A queda do Boeing da Gol durou dois minutos e meio. A Aeronáutica
concluiu que a asa esquerda do avião menor, o Legacy, cortou um pedaço da
asa direita do Boeing, e que este caiu na selva em espiral da altura de 37
mil pés. Dois minutos e meio. Imaginem o terror dos 154 inocentes encerrados
no gigantesco ataúde de aço em queda livre. Fico me indagando quantos
segundos sofreram a antevisão da morte certa, antes de perderem os sentidos
com a despressurização e a falta de oxigênio. Horror. Não há palavras para
descrever. Além da dor dos familiares e da impotente compaixão diante do
irremediável, cai-se agora no capitulo das responsabilidades. E aí entra o
"money, money, money" linguagem que os americanos entendem bem e gostam,
quando é a favor deles. Dessa vez é contra, e muito, e eles estão correndo
atrás do prejuízo. O avião. Um Boeing 737-800 igual ao que foi derrubado
custa de 66 a 75 milhões de dólares, dependendo do kit conforto que tiver
dentro. As vidas. Vidas não tem preço, mas de qualquer maneira 154 famílias
terão de ser indenizadas. Haverá uma batalha jurídica de proporções
monumentais. O seguro da ExcelAire, companhia americana de táxi aéreo dona
do Legacy e empregadora dos pilotos envolvidos no acidente, não cobre falha
humana. Os dois pilotos americanos tiveram seus passaportes apreendidos pela
Aeronáutica. Na prática estão detidos para averiguações, o que é
perfeitamente justo. É o mínimo, aliás. E aí estão acontecendo coisas
surpreendentes. Para os jovens que não tiveram tempo de aprender o
que nós mais velhos queríamos dizer com "imperialismo americano", temos aí
uma exposição a vivo e em cores. O triste episódio é uma aula magna sobre
como os arrogantes vizinhos do Norte nos enxergam e como se comportam em
momentos de crise, principalmente quando se trata de defender o sagrado
direito de suas empresas e cidadãos fazerem o que bem entenderem no país dos
outros e saírem ilesos. Radares da Amazônia. O jornalista do New York Times
que estava a bordo do Legacy, e que tem tanta autoridade técnica quanto eu
ou você, desqualificou o sistema de controle aéreo brasileiro em entrevista
fartamente divulgada mundo afora. No dia seguinte outra reportagem levanta
duvidas sobre o bom funcionamento do transponder (receptor-transmissor do
avião que dá o sinal para a torre de controle) do jato fabricado pela
brasileira Embraer. No terceiro dia o advogado dos pilotos afirma que os
pilotos entraram em contato sim, mas a torre não respondeu. O advogado
ex-ministro. Da maneira como eles enxergam o Brasil, um bom advogado tem de
ser um ex-ministro da Justiça, capaz de fazer amigos e influenciar pessoas,
como o dr. José Carlos Dias. O proprietário da ExcelAire, Bob Sherry,
declarou: "Se houver qualquer pessoa por lá (no Brasil) que tenha influencia
política ou qualquer outra forma (grifo meu) de trazer nosso pessoal de
volta, nós agradecemos". Para bom entendedor...

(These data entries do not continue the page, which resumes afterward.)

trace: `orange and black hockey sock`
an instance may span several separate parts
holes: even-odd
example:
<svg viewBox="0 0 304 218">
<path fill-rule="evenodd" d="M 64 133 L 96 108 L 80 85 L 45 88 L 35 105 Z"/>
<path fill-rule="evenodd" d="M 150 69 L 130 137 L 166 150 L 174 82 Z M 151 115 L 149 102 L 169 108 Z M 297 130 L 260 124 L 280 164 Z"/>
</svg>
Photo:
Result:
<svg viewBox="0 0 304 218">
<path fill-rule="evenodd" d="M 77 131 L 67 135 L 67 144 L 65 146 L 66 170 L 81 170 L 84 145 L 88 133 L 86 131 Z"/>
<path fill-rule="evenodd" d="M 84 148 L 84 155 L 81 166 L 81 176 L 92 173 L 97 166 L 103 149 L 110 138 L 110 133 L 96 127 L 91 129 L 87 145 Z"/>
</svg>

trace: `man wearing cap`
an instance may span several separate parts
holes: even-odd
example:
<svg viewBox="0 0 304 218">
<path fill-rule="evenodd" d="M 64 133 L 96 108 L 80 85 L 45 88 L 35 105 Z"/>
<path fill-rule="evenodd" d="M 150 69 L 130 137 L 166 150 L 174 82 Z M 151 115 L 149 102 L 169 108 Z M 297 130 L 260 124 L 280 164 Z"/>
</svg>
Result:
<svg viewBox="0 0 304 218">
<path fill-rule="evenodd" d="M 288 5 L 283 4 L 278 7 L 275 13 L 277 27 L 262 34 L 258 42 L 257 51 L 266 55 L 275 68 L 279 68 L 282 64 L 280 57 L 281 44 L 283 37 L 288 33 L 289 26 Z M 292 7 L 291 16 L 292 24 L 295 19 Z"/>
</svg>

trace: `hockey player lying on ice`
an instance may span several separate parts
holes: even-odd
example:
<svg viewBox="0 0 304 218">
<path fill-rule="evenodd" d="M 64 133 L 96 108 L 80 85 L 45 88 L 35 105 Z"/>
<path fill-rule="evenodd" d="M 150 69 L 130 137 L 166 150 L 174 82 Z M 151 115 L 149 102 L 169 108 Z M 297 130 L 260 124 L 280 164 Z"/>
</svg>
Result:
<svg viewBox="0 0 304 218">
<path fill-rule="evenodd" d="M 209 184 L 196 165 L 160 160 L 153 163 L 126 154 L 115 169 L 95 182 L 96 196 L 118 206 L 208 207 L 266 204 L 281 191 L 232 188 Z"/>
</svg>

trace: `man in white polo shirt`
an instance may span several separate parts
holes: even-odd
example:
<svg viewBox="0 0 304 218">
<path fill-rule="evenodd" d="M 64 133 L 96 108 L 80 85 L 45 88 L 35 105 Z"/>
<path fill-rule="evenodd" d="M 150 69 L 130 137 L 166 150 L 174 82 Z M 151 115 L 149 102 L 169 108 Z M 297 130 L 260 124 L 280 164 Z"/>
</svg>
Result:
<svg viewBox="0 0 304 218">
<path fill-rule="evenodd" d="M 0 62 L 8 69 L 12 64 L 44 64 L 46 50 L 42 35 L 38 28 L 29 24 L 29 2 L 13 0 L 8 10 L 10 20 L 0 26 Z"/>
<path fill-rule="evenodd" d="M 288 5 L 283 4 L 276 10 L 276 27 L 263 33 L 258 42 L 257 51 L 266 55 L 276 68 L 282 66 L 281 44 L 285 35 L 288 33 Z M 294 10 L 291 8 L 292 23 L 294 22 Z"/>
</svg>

Até mesmo a secretária de Estado Condoleezza Rice está sendo mobilizada para
retirar os dois do Brasil o mais rápido possível, e com isso prejudicar as
investigações. Como disse um indignado oficial da Força Aérea Brasileira,
"se fosse um avião brasileiro atingindo um avião comercial norte-americano,
o piloto já estaria preso na Base Guantanamo, sendo tratado como
terrorista". Meu amigo Abelardo Gomes de Abreu, morador antigo e estimado de
São Sebastião, foi há dois meses representar o Brasil num campeonato de remo
nos Estados Unidos e teve de se despir no aeroporto para ser revistado dos
pés à cabeça. Ou seja, um turista brasileiro nos Estados Unidos é tratado
como suspeito. Ao passo que dois super-suspeitos americanos do maior
desastre aéreo no Brasil devem ser tratados como turistas. "Imperialismo
americano", crianças, é isso. Na dolorosa tragédia de alguns dias atrás o
único que talvez se saia bem é o Legacy produzido na vizinha São José dos
Campos. Vai vender, e como. Afinal, um aviãozinho daqueles derrubar um
Boeing e só danificar a pontinha da asa, é porque é muito bom.
David Lerer é médico e ex-deputado federal Esta mensagem foi enviada por
Luiz De Aquino.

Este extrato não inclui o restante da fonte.